Differential Regulation of Mouse Kidney Sodium-Dependent Transporters mRNA by Cadmium

Abstract

Chronic exposure to cadmium can result in renal glycosuria. Previously, we reported that cadmium reduced the relative abundance of the sodium-glucose cotransporter mRNA (Blumenthal et al., Toxicol. Appl. Pharmacol.149, 49–54, 1998). To investigate this phenomenon further, we isolated full-length cDNA clones encoding both high- and low-affinity sodium-dependent glucose transporters SGLT1 and SGLT2, respectively, from cultured mouse kidney cortical cells. We also amplified a fragment of another putative sodium–glucose cotransporter with homology to the known SAAT1/pSGLT2 or SGLT3 from our cultured cells and named it SGLT3. In order to examine the effect of cadmium on these transporters, primary cultures of mouse kidney cortical cells were exposed to micromolar concentrations of cadmium for 24 h and levels of SGLT1, SGLT2, and SGLT3 mRNA were determined by semiquantitative RT–PCR. Five to 10 μM of cadmium inhibited sodium-dependent uptake of the glucose analog, α-methyl d-glucopyranoside and progressively reduced the level of SGLT1. Cadmium also inhibited SGLT2 mRNA by 37%, but no further decline was observed at concentrations of cadmium greater than 5 μM. While cadmium inhibited SGLT1 and SGLT2, it significantly stimulated the expression of SGLT3 by fivefold.

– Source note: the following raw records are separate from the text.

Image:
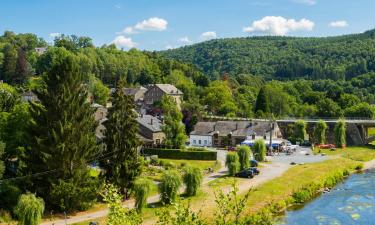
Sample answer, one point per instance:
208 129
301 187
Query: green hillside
336 58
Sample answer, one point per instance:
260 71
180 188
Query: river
351 202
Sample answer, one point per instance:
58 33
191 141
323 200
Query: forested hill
333 58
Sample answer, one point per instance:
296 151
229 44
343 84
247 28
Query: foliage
232 163
192 178
123 164
181 154
169 186
300 130
8 97
180 214
244 153
259 150
141 189
173 127
340 133
230 206
320 132
63 138
29 209
118 215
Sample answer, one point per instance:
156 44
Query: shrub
29 209
244 156
169 186
232 162
179 154
193 179
340 133
142 188
259 149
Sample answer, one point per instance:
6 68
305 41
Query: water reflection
351 202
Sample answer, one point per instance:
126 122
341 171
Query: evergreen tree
63 138
174 129
340 133
262 103
124 164
320 132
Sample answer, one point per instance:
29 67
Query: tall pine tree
63 138
124 164
262 103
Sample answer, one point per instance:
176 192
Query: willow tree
29 210
320 132
63 139
123 164
340 133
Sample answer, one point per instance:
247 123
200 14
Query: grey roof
236 128
169 89
150 122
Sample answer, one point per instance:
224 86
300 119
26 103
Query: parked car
255 170
253 163
247 173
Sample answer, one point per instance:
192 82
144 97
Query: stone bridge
356 130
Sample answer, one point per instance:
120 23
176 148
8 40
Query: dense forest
335 58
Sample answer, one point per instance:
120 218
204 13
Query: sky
164 24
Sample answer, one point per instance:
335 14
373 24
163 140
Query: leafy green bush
259 150
244 153
180 154
193 179
232 162
169 186
29 210
141 190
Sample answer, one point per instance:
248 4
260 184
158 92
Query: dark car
255 170
248 173
253 163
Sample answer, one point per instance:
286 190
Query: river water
351 202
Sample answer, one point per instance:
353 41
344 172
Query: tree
29 210
340 133
2 167
63 138
244 153
259 150
232 162
118 215
320 132
193 178
173 127
300 130
169 186
142 188
262 103
123 164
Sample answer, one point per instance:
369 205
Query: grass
297 177
362 153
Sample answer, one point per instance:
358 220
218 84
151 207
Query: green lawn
355 153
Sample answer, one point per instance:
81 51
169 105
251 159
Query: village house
230 133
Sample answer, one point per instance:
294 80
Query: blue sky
161 24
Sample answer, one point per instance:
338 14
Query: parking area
301 155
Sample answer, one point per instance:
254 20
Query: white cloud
208 35
154 23
277 25
306 2
53 35
151 24
340 24
123 42
185 40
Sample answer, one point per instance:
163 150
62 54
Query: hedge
180 154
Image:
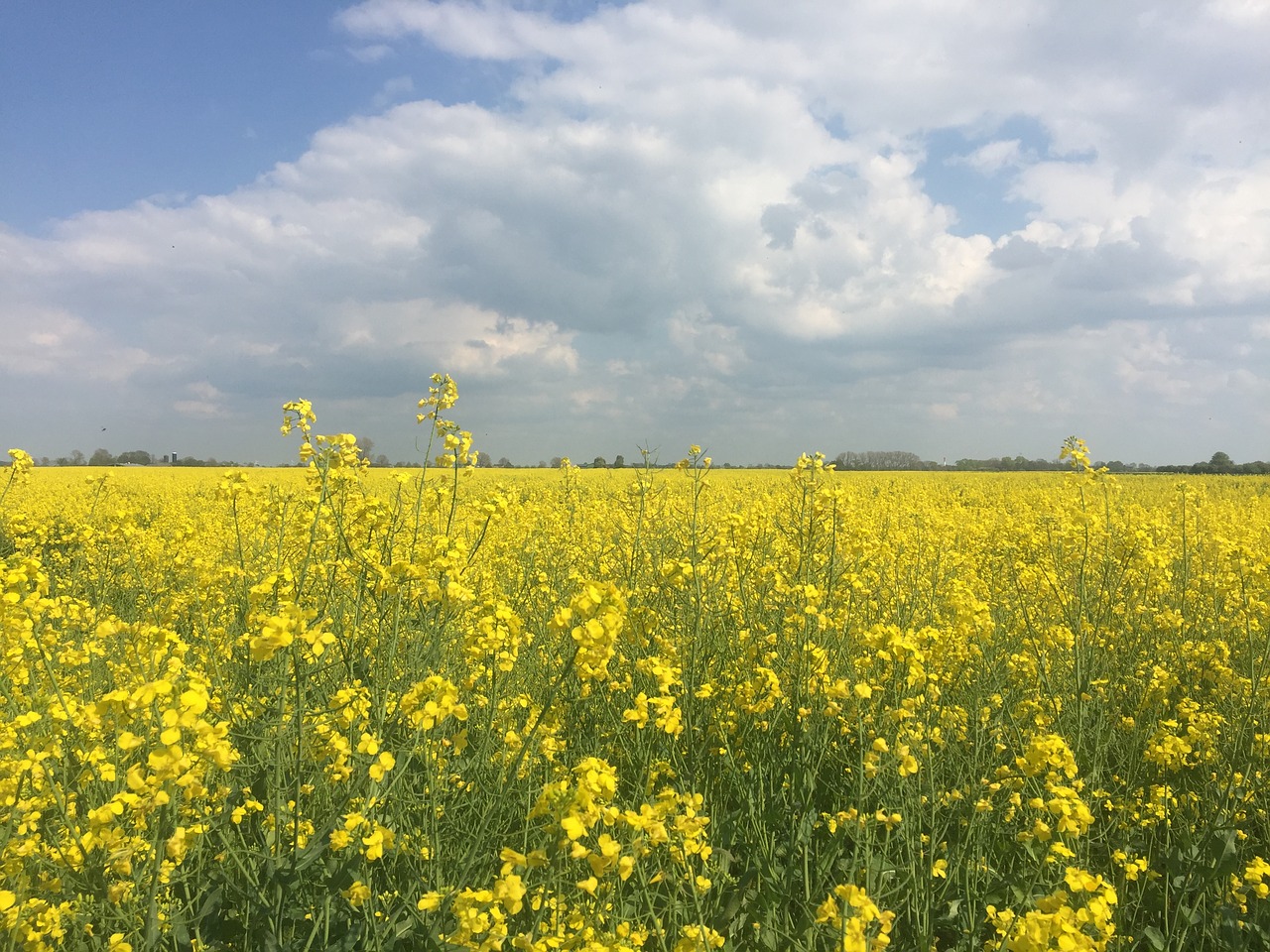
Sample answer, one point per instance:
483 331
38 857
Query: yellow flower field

These results imply that individual sodium–glucose cotransporter mRNA species are not regulated in a similar fashion. In addition, the isolation of three separate SGLT species from these cultures suggests that, in addition to SGLT1 and SGLT2, glucose reabsorption by renal epithelial cells might involve additional glucose transporters such as SGLT3.